Suggestions for deploying from a monolithic Git repo?


#1

Hello,

I’m working on a project which I want to deploy with Resin. The code I want to deploy is a subset of a larger repository. I can’t add resin.io as a remote and use git push resin master because I can’t risk the rest of the repo being pushed. I’m currently maintaining a separate repo which I copy to before deploying, but I’m wondering if anybody out there has a suggestion for a nicer approach? Ideally it would let me maintain my project history but not risk including any of the rest of the repo, and would present the project as the root even though it is deep in the larger repository.

I’m looking at using git subtree but I’m not super excited about the amount of careful Git monkeying I’d need to do. The simpler the better.

Any ideas or pointers would be really appreciated.


#2

Hello @jmptable,
Thanks for sharing your earthquake project , it’s very cool.

Per your question, have you considered to use git submodules?


#3

Thanks, I am glad you liked that project.

Unfortunately I think git-submodule doesn’t quite fit. I can’t move the code I’d like to deploy with Resin into a separate repository to include as a submodule because it’s part of a larger project which has a monolithic codebase. The main reason for it being setup that way is to reduce the difficulty of tracking different versions of the various component projects that make it up.

Possibly a different way to approach it: is there a method for deploying to resin.io besides git push resin master? For example, an API endpoint accepting a tarball of the application?


#4

The resin.io API doesn’t support pushing application as a tarfile and I am not aware of any intention to add such feature in the future.
I assume that the only way to both preserve the monolithic repo and have a separate repo for the application is to do some git-gymnastic; git-subtree sounds like an interesting option.


#5

Could you give some more concrete examples of how the project you are trying to deploy is structured? It’s a monolitic codebase but there are also various components that make up the project? Your Dockerfile and other things required for deployment live outside of that codebase?


#6

The tree looks something like this:

.
├── ci
├── docs
├── projects
│   ├── project-a
│   │   └── codenstuff
│   ├── project-b
│   │   ├── Dockerfile
│   │   ├── othercodenstuff
│   │   ├── packages
│   │   │   ├── thing-for-resin-1
│   │   │   └── thing-for-resin-n
│   │   └── scripts
│   └── project-z
│       └── bunchmorecodenstuff
└── tools

So everything for deployment does live in the codebase, and in the same repository with other projects.

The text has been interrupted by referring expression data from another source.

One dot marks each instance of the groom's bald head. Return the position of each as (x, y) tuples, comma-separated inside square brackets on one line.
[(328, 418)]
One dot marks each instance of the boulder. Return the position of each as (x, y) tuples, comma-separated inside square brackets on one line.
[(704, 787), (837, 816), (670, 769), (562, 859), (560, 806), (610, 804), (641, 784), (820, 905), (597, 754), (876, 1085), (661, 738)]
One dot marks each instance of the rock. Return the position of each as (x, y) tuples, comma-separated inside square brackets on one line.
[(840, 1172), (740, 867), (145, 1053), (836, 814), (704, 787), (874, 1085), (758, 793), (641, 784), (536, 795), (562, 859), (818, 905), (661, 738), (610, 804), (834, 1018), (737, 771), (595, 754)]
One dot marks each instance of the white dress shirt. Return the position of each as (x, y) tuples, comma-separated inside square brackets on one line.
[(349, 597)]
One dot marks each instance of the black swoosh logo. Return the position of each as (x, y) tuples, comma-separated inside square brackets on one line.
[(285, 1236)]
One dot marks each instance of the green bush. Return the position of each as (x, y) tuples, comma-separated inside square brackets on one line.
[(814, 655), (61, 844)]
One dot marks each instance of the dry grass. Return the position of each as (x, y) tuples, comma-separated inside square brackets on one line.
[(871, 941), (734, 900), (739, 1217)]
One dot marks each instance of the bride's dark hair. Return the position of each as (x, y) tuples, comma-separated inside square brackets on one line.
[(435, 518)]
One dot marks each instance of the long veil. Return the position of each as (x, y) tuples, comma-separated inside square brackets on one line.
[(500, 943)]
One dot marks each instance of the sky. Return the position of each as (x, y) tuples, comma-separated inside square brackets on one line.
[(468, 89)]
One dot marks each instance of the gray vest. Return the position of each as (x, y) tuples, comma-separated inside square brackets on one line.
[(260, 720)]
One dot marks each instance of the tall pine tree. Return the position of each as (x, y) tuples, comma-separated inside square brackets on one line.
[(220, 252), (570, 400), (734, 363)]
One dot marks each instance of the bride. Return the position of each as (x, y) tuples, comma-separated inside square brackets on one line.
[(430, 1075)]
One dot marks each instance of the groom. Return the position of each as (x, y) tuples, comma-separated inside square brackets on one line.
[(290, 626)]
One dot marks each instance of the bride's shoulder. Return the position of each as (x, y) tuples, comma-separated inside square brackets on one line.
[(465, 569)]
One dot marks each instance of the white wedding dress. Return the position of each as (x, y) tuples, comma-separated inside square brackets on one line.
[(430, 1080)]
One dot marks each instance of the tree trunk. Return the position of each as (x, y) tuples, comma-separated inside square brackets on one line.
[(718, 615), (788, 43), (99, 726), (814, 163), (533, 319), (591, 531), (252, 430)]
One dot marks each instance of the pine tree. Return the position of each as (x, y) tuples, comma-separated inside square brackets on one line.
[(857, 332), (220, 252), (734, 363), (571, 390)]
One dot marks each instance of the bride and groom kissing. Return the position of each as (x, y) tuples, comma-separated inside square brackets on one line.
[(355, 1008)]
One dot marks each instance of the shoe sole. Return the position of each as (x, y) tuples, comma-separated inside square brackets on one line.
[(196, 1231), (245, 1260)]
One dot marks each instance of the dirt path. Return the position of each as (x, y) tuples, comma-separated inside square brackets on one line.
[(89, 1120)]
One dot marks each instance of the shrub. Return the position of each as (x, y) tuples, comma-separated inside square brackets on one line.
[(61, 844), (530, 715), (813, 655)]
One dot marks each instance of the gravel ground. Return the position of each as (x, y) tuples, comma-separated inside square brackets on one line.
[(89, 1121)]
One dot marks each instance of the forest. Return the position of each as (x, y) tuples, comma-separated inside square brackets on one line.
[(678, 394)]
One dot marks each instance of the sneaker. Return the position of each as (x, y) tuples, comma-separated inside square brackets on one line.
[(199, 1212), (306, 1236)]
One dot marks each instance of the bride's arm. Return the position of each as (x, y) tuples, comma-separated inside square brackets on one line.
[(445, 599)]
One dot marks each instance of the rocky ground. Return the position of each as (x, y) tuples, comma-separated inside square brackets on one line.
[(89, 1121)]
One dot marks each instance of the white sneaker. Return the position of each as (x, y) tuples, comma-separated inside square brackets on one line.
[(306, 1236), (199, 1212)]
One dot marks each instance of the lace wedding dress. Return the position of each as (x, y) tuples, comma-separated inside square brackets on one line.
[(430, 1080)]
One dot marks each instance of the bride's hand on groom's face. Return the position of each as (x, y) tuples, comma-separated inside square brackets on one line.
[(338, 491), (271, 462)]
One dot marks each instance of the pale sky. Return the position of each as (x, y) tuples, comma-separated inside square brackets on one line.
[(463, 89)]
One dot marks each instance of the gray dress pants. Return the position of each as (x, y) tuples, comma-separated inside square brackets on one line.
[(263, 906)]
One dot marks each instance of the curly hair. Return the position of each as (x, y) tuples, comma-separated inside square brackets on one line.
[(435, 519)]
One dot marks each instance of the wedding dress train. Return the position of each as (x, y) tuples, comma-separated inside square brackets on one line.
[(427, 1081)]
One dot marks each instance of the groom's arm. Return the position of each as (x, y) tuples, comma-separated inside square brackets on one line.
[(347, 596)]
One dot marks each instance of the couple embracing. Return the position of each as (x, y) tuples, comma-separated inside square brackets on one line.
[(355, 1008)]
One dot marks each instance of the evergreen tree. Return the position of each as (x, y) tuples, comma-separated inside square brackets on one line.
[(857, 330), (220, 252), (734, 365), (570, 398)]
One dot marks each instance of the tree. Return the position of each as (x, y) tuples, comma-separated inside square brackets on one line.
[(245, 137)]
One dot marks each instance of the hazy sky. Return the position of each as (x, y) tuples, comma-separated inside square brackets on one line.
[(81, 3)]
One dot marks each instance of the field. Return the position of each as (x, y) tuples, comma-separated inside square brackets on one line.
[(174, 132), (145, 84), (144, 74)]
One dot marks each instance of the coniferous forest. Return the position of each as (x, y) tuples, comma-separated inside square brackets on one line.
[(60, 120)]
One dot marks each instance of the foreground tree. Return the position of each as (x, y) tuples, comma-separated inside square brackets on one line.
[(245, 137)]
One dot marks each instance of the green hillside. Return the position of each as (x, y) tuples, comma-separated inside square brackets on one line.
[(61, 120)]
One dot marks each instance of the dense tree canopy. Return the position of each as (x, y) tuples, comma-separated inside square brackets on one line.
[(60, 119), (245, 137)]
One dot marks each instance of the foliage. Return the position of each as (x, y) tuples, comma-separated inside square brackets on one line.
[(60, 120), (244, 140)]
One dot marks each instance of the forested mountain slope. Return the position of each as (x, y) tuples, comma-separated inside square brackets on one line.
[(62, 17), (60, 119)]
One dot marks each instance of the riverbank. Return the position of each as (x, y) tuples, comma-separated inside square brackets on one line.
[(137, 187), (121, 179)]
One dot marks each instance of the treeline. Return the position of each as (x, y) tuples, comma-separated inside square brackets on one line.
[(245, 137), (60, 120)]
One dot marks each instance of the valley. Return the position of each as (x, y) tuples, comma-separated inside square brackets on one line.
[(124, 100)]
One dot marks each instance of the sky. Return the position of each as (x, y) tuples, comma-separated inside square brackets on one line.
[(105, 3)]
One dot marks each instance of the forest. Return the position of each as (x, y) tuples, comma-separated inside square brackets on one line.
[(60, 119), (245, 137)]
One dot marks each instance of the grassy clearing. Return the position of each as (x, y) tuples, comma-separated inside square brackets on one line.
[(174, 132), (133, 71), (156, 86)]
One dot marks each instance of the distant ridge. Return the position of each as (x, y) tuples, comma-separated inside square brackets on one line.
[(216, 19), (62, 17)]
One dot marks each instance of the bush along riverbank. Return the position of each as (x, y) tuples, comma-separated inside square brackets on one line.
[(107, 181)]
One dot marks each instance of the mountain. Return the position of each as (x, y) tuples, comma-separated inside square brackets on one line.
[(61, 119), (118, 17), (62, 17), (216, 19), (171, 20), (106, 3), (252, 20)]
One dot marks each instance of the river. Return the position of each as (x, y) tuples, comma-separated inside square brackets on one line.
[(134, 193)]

In the above example project/project-b would be what I would want to deploy with Resin. For more context: taking an approach like copying that subdirectory and artificially constructing a git repository, or slicing out part at deploy time with a tool like git subtree is more appealing than reorganizing the repository because everything the company I work for does lives in this repo.

I was curious if this was a common problem and if there might be a known best practice but it doesn’t sound like it’s come up so I’ll likely go with a solution based on git subtree. Once I figure out how it looks I’ll be sure to share here.


#7

It does seem to be a sort of a clash of deployment strategies. When people work from monorepos, IMHO they usually also have a mono-deployment (or at least singular path), instead of multiple, different ways (like here). Either way, one side or the other will need to work around it a bit.

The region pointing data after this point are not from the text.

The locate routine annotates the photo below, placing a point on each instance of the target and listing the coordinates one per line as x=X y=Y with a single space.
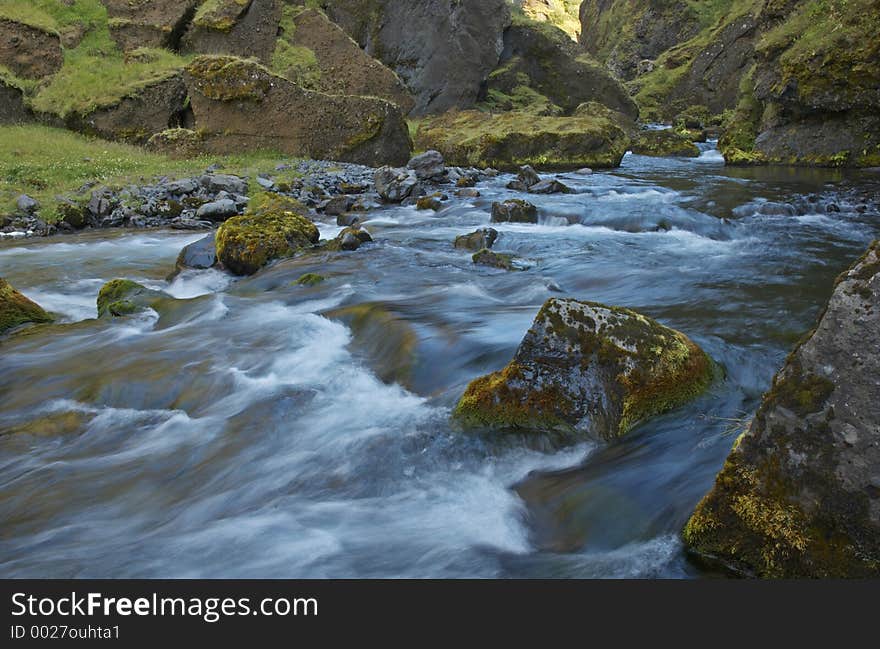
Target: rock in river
x=799 y=495
x=16 y=309
x=273 y=227
x=588 y=369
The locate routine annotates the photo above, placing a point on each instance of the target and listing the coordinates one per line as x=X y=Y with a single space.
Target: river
x=246 y=432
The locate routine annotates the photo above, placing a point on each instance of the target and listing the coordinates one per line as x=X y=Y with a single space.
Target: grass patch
x=45 y=162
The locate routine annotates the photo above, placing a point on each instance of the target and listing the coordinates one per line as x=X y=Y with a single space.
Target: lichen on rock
x=588 y=369
x=273 y=227
x=799 y=495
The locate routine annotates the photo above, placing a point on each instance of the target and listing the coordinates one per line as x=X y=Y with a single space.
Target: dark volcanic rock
x=799 y=495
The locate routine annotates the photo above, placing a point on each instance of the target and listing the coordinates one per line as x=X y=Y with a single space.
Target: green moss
x=220 y=15
x=273 y=227
x=16 y=309
x=310 y=279
x=511 y=140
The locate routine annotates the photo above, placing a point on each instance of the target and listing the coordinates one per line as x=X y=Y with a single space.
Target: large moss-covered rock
x=588 y=369
x=317 y=53
x=542 y=68
x=666 y=143
x=799 y=495
x=123 y=297
x=813 y=96
x=240 y=105
x=16 y=309
x=442 y=49
x=28 y=51
x=510 y=140
x=273 y=227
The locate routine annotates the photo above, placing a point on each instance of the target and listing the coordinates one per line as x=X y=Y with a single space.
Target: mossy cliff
x=273 y=227
x=510 y=140
x=239 y=104
x=799 y=494
x=16 y=309
x=588 y=369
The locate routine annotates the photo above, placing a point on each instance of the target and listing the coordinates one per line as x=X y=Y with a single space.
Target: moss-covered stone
x=798 y=495
x=273 y=227
x=16 y=309
x=662 y=144
x=123 y=297
x=510 y=140
x=585 y=368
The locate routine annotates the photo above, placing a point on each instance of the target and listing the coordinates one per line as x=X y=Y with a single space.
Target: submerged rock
x=588 y=369
x=799 y=495
x=510 y=140
x=273 y=227
x=123 y=297
x=514 y=211
x=483 y=238
x=16 y=309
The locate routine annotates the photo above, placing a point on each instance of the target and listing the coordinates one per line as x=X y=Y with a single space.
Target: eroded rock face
x=29 y=52
x=509 y=140
x=273 y=227
x=240 y=105
x=799 y=495
x=557 y=68
x=442 y=49
x=16 y=309
x=149 y=23
x=588 y=369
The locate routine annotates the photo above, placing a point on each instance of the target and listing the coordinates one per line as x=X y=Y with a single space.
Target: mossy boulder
x=799 y=495
x=542 y=69
x=123 y=297
x=239 y=105
x=273 y=227
x=586 y=369
x=16 y=309
x=664 y=144
x=510 y=140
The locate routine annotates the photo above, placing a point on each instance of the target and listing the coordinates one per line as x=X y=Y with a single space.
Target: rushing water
x=245 y=432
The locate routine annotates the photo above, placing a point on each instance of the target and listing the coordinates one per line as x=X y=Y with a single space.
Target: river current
x=253 y=430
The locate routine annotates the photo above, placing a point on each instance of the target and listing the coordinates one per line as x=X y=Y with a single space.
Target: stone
x=484 y=238
x=217 y=211
x=427 y=165
x=16 y=309
x=797 y=496
x=26 y=204
x=273 y=227
x=586 y=369
x=514 y=211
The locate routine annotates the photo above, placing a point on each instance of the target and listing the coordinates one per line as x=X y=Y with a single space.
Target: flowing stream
x=247 y=431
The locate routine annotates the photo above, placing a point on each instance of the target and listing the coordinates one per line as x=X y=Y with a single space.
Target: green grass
x=45 y=162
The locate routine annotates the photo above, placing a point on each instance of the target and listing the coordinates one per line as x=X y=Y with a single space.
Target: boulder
x=484 y=238
x=442 y=49
x=123 y=297
x=394 y=185
x=542 y=69
x=239 y=105
x=588 y=369
x=337 y=64
x=16 y=309
x=510 y=140
x=514 y=211
x=29 y=51
x=428 y=165
x=799 y=494
x=273 y=227
x=664 y=144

If I were to brainstorm a little, and the main repo cannot use submodules/subtrees (e.g. to include your project such a way), then some automatic copying could work, or other tricks directly with git, for example either:

Applying these to your example:

  • git checkout -b project-b && git filter-branch --prune-empty --subdirectory-filter projects/project-b project-b
  • git subtree split -P projects/project-b -b project-b

would take your directory structure, and create a new branch with just:

.
├── project-b
├── Dockerfile
├── othercodenstuff
├── packages
│   ├── thing-for-resin-1
│   └── thing-for-resin-n
└── scripts

So you could take the monorepo filter/split it, and git push the resulting branch to resin with git push resin <branchname>:master.

The speed of it depends on the amount of commits it has to shift through, it can be pretty speedy or slow (in my testing I’ve seen both, depending how many commits touched that subdirectory). I’m sure @petrosagg would have some more creative or suitable ideas too.

It’s a very interesting point, though, because at resin we are almost at the other extreme: many-many small repositories, which has its own set of problems :slight_smile:


#8

Thanks very much for the thorough response. You got me pointed in the right direction.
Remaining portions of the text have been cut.